How to Write Implementation Plans That AI Agents Can Execute Reliably

Mar 18, 2026

Problem

I handed an AI agent an implementation plan I’d written. The plan said things like:

1. Add input validation to the form
2. Create the API endpoint
3. Write tests

The agent ran with it. Ten minutes later, I had validation on the wrong fields, an API endpoint with incorrect authentication, and tests that passed but tested nothing useful.

The problem wasn’t the agent’s intelligence - it was my plan. I’d written for a human reader who could fill in gaps with context and judgment. AI agents need something completely different.

The Core Insight

Here’s what I learned from the Superpowers writing-plans skill:

Write comprehensive implementation plans assuming the engineer
has ZERO CONTEXT for your codebase and QUESTIONABLE TASTE.
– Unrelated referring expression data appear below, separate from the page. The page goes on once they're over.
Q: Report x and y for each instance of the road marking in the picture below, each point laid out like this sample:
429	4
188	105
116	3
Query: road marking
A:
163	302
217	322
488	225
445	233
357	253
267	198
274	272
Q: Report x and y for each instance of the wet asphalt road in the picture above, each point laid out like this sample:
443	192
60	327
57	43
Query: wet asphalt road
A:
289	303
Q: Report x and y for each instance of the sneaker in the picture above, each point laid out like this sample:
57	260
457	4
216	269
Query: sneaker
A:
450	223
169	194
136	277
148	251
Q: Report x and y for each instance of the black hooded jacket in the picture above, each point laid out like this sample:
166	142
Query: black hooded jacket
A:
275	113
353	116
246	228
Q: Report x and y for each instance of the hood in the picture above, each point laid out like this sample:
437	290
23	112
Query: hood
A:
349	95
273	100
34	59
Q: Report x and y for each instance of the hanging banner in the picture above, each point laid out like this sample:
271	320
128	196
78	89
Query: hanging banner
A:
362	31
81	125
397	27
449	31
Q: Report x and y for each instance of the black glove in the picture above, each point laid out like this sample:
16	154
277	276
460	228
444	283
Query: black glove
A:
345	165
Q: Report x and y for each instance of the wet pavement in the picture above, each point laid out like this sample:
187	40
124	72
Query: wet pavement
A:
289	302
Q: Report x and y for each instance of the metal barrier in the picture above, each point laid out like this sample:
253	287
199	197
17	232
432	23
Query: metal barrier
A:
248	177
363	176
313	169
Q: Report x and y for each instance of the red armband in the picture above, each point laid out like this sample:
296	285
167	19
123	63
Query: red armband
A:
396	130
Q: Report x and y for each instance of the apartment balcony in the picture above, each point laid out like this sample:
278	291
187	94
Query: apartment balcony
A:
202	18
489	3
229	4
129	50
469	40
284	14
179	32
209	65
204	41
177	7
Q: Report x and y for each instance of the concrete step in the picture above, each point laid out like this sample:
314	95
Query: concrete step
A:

This changes everything about how you write a plan. Every step must be explicit. Every file path must be exact. Every command must be verifiable.

What Makes a Plan Agent-Executable?

The skill defines a strict structure:

Each step is ONE ACTION (2-5 minutes):
- "Write the failing test"
- "Run it to make sure it fails"
- "Implement minimal code"

NOT: "Add validation to the form" (too vague, multiple actions)
NOT: "Implement the feature" (way too large)

This granularity forces you to think through the actual implementation sequence. You can’t hand-wave.

The Plan Document Structure

Every plan must start with this header:

# [Feature Name] Implementation Plan

> **For agentic workers:** REQUIRED SUB-SKILL: Use superpowers:subagent-driven-development

**Goal:** [One sentence describing what this builds]

**Architecture:** [2-3 sentences about approach]

**Tech Stack:** [Key technologies/libraries]

This header does more than document - it sets context for agents that may know nothing about your project.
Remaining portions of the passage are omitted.